Es ist doch bekannt, dass solche Streitigkeiten bei allen Religionen, besonders beim Christentum zu treffen sind. Omar und Ali sind schon gestorben. Es hat also keinen Sinn, darüber weiter zu diskutieren. Nach meiner Meinung denken die vernünftigen Moslems nicht mehr über die Vergangenheit, sondern über die Gegenwart.[Über den Kalifat Gedanken zu äußern ist eine Hauptange-legenheiten des Schiismus, während es nach den Sunniten nicht nötig ist. Dieser junge Brite verwechselt doch die religiösen Kenntnisse mit den irdischen. Genauso, wie er hier meint, machten die Muslime in Bereichen Mathematik, Architektur, und Medizin große Fortschritte. Als Galilei der berühmte italienischer Astronom, die Umdrehung der Erde, deren Kenntnisse er eigentlich den Muslimen verdankte, wissenschaftlich vorlegte, exkommunizierten ihn die Päpste und warfen ihn sogar ins Gefängnis. Erst nachdem er seiner Erklärung abgeschworen hatte, indem er sagte, “die Erde dreht sich nicht”, konnte er sich von den Händen der Päpste befreien. Die Muslime wenden sich bezüglich der Glaubenslehre und aller anderen religiösen Kenntnisse nicht an die Vernunft, sondern an den heiligen Koran und Hadithe und folgen ihnen. Sie verändern diese über die Vernunft gehenden Kenntnisse nicht, wie es die Christen tun.]

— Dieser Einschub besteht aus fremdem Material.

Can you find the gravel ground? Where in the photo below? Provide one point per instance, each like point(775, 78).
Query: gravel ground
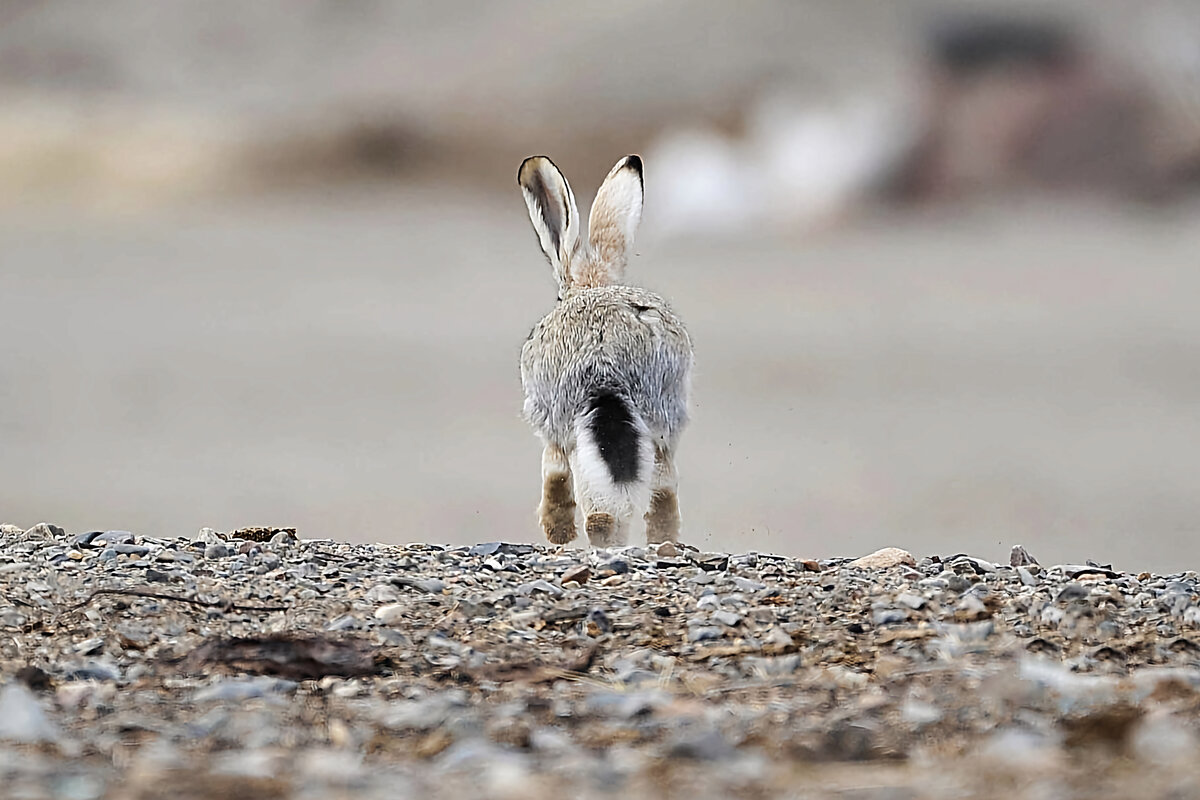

Beim Kolonialministerium sprach ich von der Nichtübereinstimmung zwischen Sunniten und Schi’iten und sagte folgendes: “Wenn die Muslime auf das Menschenleben Wert legen würden, dann würden sie das sunnitisch-schi’itische Auseinandergehen abschaffen und sich einigen.” Einer unterbrach mich: “Deine Aufgabe ist, diese Meinungsverschiedenheit anzufächen und nicht einmal darüber nachzudenken, wie die Muslime sich einigen sollten.
Bevor ich eine Reise nach Irak machte, gab mir der Sekretär folgenden Rat:
“Hempher, du solltest wissen, dass es unter den Menschen seit Erschaffung von Kain und Abel Widersprüche gibt. Diese Streitigkeiten werden bis zur Rückkehr von Messias fortwähren. So steht es mit allen Streitigkeiten in bezug auf Land, Rasse und Religion.
Deine nächste Aufgabe ist, dich nach den Streitigkeiten zwischen den Muslimen gut zu erkundigen und das Ministerium zu benachrichtigen. Wenn es dir gelingt, die Zwietracht zwischen den Muslimen zu verstärken, so wirst du den besten Dienst für England geleistet haben!
Wir Briten müssen, in allen Ländern und unseren Kolonialländern Unruhe und Zwietracht stiften, um im Wohlstand und Frieden zu leben. Das Osmanische Reich ist erst durch solche Zwietracht und Streiten zugrundezurichten. Wie könnte sonst eine Nation mit weniger Bevölkerung über eine andere mit einer sehr großer Anzahl an Bevölkerung herrschen!
Du solltest allerlei Lücken mit all deinen Kräften herausfinden! Du solltest auch wissen, das Osmanische Reich und der Iranische Staat erleben gerade ihren Tiefpunkt. Darum soll es deine Mission sein, das Volk gegen die Regierenden zum Widerstand zu führen. “Die Geschichte zeigt uns, dass alle Revolutionen durch Volksrebellionen ausgebrochen sind.” Erst wenn die Einheit und Verbundenheit der Muslime zerstört wird und ihre Kräfte auseinandergehen, dann erhalten wir die Gelegenheit, sie zu vernichten!”